Overall, there has been a lot of progress on this issue since 2007, but there are still several lagging states as well.
NNEC (coordinating with Vote Solar, the Interstate Renewable Energy Council (IREC), the Solar Alliance and the North Carolina Solar Center) evaluated states on two issues — net metering and interconnection practices.
Net metering, basically, “is a simple billing arrangement that allows solar customers to get fair retail credit for the excess electricity their systems generate during daytime hours.” On the other hand, interconnection standards “are the technical requirements and legal procedures that allow a customer-sited generator to ‘plug-into’ the electricity grid.”
NNEC graded states on both of these factors using an A through F scale (yes, like in school).
In total, 27 states got an A or B grade on net metering in 2009, whereas only 13 got an A or B in 2007. Similarly, 15 got an A or B on interconnection in 2009, whereas only 1 state got a B (no A) in 2007.
This shows a significant improvement over the past two years in many states, but there is still plenty of room for improvement in many areas of the country. 14 states got an F (and 10 could not be graded) on interconnection in 2009, and 3 got an F (with 7 not being graded) on net metering.
Interconnection standards seem to be struggling more than net metering, and only one state (Virginia) has received an A on that.

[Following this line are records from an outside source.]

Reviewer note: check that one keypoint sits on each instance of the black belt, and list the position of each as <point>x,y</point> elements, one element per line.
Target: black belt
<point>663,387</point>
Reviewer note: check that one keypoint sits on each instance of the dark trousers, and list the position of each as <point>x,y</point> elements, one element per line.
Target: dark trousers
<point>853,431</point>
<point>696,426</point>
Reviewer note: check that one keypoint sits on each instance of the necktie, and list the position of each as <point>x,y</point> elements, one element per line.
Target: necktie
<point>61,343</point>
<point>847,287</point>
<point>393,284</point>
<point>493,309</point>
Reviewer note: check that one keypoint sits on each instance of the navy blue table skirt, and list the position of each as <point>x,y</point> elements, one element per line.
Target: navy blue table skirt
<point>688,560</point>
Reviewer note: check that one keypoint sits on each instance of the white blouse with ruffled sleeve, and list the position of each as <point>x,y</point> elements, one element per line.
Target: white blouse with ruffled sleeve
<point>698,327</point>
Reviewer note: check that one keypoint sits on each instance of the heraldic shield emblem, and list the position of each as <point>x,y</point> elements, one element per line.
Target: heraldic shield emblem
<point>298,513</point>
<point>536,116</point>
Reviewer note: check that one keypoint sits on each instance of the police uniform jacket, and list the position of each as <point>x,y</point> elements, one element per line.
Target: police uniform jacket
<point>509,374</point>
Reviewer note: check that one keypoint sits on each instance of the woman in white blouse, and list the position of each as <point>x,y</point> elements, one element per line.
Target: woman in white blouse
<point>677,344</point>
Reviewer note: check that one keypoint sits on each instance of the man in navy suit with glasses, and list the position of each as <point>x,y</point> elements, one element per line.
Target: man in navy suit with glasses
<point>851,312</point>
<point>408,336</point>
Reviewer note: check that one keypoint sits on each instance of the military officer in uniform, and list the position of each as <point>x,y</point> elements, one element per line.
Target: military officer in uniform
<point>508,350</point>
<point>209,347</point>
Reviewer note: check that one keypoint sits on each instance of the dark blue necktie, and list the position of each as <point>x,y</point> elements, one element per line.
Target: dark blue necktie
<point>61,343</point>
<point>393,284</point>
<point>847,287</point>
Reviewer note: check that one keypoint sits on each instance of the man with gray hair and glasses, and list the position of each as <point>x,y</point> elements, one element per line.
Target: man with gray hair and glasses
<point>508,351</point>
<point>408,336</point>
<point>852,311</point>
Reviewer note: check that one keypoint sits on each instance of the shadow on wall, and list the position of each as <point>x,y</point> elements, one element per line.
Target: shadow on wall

The leading state overall is considered to be Oregon. NNEC uses it as a “Best Practices Case Study“:
“Oregon’s inclusive net metering program goes beyond standard practices with its aggregation rule that allows customers, such as farmers, who may have more than one electric meter on their property, to use net metering credits at multiple sites, allowing more cost effective use of renewable energy. State regulators have set up simplified interconnection procedures and reduced unnecessary safety requirements for smaller systems. By combining strong net metering and interconnection procedures with an over-all comprehensive renewable energy strategy — which includes generous rebates and a strong RPS with a 20-MW solar carve-out — Oregon is set to expand renewable energy statewide.”
Across the US, states are becoming more and more supportive of renewable energy through net metering and interconnection standards. Hopefully, we will see even greater improvements in 2010.